To quickly execute range queries in Apache Lucene, a range is divided recursively into multiple intervals for searching: The center of the range is searched only with the lowest possible precision in the trie, while the boundaries are matched more exactly. this reduces the number of terms dramatically.
this class generates terms to achieve this: First the numerical integer values need to be converted to bytes. For that integer values (32 bit or 64 bit) are made unsigned and the bits are converted to ASCII chars with each 7 bit. The resulting byte[] is sortable like the original integer value (even using UTF-8 sort order). Each value is also prefixed (in the first char) by the shift
value (number of bits removed) used during encoding.
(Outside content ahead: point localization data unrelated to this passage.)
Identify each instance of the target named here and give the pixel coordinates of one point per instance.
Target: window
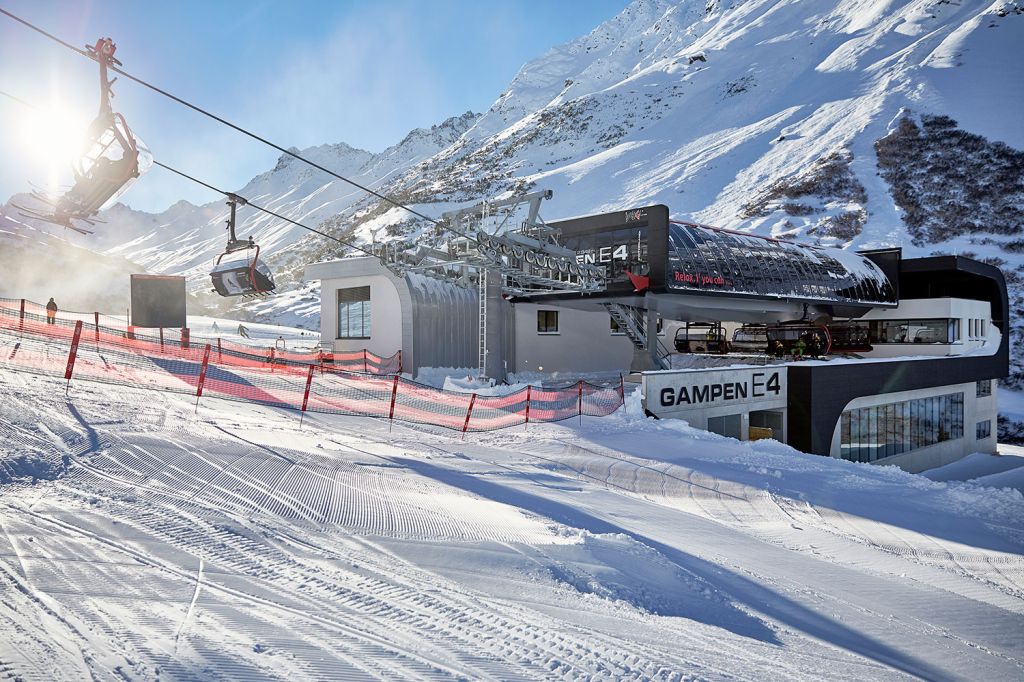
(353, 312)
(616, 331)
(547, 322)
(913, 331)
(873, 433)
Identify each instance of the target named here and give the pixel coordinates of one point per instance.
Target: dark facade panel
(818, 394)
(686, 258)
(722, 261)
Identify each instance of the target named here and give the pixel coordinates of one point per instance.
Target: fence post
(469, 413)
(528, 390)
(580, 401)
(73, 354)
(394, 394)
(202, 375)
(305, 396)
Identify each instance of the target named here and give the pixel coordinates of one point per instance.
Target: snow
(233, 542)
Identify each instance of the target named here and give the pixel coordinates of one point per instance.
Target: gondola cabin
(242, 278)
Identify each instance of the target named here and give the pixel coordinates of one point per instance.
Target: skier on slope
(51, 311)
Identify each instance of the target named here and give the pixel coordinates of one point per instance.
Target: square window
(353, 312)
(547, 322)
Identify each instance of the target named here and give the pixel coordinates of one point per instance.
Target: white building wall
(975, 410)
(385, 314)
(975, 328)
(584, 342)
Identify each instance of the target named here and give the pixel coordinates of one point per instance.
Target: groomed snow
(235, 544)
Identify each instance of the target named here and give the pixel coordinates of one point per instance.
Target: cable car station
(865, 356)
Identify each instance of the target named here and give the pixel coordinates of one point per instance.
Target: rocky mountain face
(850, 123)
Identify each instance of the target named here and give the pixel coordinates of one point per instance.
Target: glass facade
(936, 330)
(714, 260)
(353, 312)
(873, 433)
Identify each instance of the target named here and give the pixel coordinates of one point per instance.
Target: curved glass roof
(716, 260)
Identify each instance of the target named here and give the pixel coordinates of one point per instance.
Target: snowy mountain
(854, 123)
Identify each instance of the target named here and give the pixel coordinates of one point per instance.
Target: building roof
(710, 260)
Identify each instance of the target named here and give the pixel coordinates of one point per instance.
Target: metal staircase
(633, 322)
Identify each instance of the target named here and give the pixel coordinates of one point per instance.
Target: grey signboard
(158, 300)
(682, 392)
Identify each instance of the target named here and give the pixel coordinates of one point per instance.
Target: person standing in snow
(51, 311)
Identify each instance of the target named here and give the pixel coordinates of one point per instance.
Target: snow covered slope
(140, 541)
(859, 123)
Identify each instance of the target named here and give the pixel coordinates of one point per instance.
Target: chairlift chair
(111, 161)
(245, 276)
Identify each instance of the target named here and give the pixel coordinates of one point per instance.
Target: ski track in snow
(235, 545)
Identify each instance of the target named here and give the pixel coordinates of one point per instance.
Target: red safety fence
(30, 342)
(108, 332)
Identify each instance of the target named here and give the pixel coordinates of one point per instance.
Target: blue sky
(299, 73)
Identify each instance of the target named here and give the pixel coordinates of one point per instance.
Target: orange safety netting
(30, 342)
(112, 333)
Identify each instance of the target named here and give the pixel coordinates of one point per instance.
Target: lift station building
(907, 376)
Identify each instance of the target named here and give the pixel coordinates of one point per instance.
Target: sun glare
(51, 138)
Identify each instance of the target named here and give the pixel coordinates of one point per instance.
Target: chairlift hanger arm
(223, 121)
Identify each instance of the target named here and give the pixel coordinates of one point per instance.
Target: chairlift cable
(221, 192)
(264, 210)
(223, 121)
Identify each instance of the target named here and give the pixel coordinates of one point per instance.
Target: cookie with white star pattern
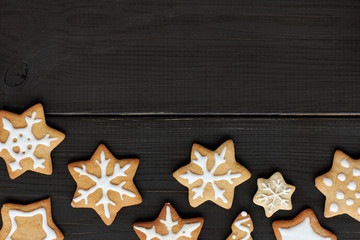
(26, 141)
(105, 184)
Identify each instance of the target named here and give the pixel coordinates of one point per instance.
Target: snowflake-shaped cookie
(26, 141)
(212, 175)
(169, 226)
(341, 186)
(274, 194)
(105, 184)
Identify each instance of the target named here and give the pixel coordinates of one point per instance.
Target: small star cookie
(26, 141)
(169, 226)
(32, 222)
(105, 184)
(274, 194)
(304, 226)
(241, 227)
(341, 186)
(212, 175)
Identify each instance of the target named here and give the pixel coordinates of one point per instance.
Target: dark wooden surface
(150, 77)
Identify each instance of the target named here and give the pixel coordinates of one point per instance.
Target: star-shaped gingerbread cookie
(273, 194)
(341, 186)
(26, 141)
(304, 226)
(168, 226)
(105, 184)
(212, 175)
(32, 222)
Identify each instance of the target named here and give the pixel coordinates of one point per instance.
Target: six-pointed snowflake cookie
(32, 221)
(241, 227)
(273, 194)
(304, 226)
(105, 184)
(26, 141)
(341, 186)
(169, 226)
(212, 175)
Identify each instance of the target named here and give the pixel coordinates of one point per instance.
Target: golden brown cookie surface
(26, 141)
(105, 184)
(212, 175)
(169, 226)
(32, 222)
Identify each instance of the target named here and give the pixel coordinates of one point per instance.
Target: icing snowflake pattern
(208, 175)
(22, 143)
(104, 183)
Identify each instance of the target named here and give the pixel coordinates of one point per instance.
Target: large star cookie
(169, 226)
(341, 186)
(26, 141)
(274, 194)
(304, 226)
(31, 222)
(212, 175)
(105, 184)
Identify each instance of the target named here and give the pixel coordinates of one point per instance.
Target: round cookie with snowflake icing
(341, 186)
(26, 141)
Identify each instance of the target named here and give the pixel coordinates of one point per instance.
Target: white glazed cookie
(341, 186)
(169, 226)
(32, 221)
(105, 184)
(26, 141)
(212, 175)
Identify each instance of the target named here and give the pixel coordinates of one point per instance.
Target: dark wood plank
(301, 148)
(181, 56)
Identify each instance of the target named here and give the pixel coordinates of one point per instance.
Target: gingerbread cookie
(169, 226)
(31, 222)
(242, 227)
(105, 184)
(304, 226)
(341, 186)
(274, 194)
(212, 175)
(26, 141)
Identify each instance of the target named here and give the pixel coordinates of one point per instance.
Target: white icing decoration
(334, 207)
(104, 183)
(339, 195)
(341, 177)
(327, 181)
(24, 142)
(209, 177)
(185, 230)
(50, 233)
(301, 231)
(345, 163)
(352, 185)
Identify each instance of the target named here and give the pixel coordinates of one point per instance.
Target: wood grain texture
(181, 56)
(300, 148)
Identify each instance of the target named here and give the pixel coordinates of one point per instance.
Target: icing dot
(339, 195)
(345, 163)
(334, 207)
(341, 177)
(328, 182)
(352, 185)
(349, 201)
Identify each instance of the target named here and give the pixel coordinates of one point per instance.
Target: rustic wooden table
(150, 77)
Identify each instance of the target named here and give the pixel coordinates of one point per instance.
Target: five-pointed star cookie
(341, 186)
(31, 222)
(273, 194)
(169, 226)
(26, 141)
(304, 226)
(212, 175)
(105, 184)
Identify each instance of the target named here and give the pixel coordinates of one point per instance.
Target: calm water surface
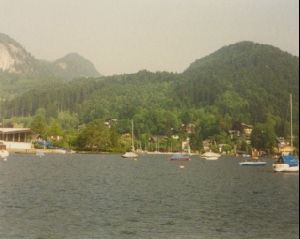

To also index floating point numbers, this class supplies two methods to convert them to integer values by changing their bit layout: #doubleToSortableLong, #floatToSortableInt. You will have no precision loss by converting floating point numbers to integers and back (only that the integer form is not usable). Other data types like dates can easily converted to longs or ints (e.g. date to long: java.util.Date#getTime).
For easy usage, the trie algorithm is implemented for indexing inside NumericTokenStream that can index int
, long
, float
, and double
. For querying, NumericRangeQuery and NumericRangeFilter implement the query part for the same data types.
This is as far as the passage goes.